When I was a kid in the early 1980s, the public library had a children’s movie program once a week during the summer. My mom, and I think most of the other parents who took advantage of it, would drop us off at the library and go do her shopping or whatever other errands she needed to run, while we sat in a darkened wing of the library and watched movies.
I’m guessing they were legally only allowed to show things that were in the public domain. Because everything they showed was old. Some of it as old as the 1920s.

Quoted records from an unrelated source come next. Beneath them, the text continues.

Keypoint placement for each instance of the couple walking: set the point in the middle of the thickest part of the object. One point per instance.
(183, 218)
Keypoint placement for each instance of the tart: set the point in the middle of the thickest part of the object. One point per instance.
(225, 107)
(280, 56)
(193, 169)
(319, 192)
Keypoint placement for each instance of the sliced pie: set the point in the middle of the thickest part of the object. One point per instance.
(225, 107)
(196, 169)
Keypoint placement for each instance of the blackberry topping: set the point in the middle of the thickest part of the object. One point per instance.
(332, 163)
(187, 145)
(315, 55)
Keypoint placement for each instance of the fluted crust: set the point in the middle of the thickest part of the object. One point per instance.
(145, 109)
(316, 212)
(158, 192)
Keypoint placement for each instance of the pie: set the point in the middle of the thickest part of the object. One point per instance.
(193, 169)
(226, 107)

Sometimes they would show silent movies and cartoons, which was a problem because the audience included children too young to read. The older children were expected to read it out loud for the younger ones.

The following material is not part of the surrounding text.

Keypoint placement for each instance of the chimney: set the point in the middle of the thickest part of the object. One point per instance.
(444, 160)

Many of the cartoons I saw there, I later learned were so old that they were significant in the development of animation!
Things I can remember seeing there:
- Lotte Reiniger’s Cinderella – 1922 silent, black and white “cartoon” where all the characters are just black silhouettes. You can imagine how this confused the hell out of a bunch of 80s kids.
- Max and Dave Fleischer’s Gulliver’s Travels – 1939 technicolor feature film, the first such released by a non-Disney studio. The high budgets of this and their only other feature, Mr. Bug Goes to Town, contributed to the Fleischer studio losing its independence and becoming part of Paramount.
- Lev Atomanov’s The Snow Queen – 1957 animated feature from the USSR. The fact that this got an American dub release in 1959, with an all-star cast, seems like it must have been a triumph of Cold War diplomacy.
- Some weird, silent (but color?!) thing with puppets.
Question to my librarian friends, do ya’ll still do stuff like this?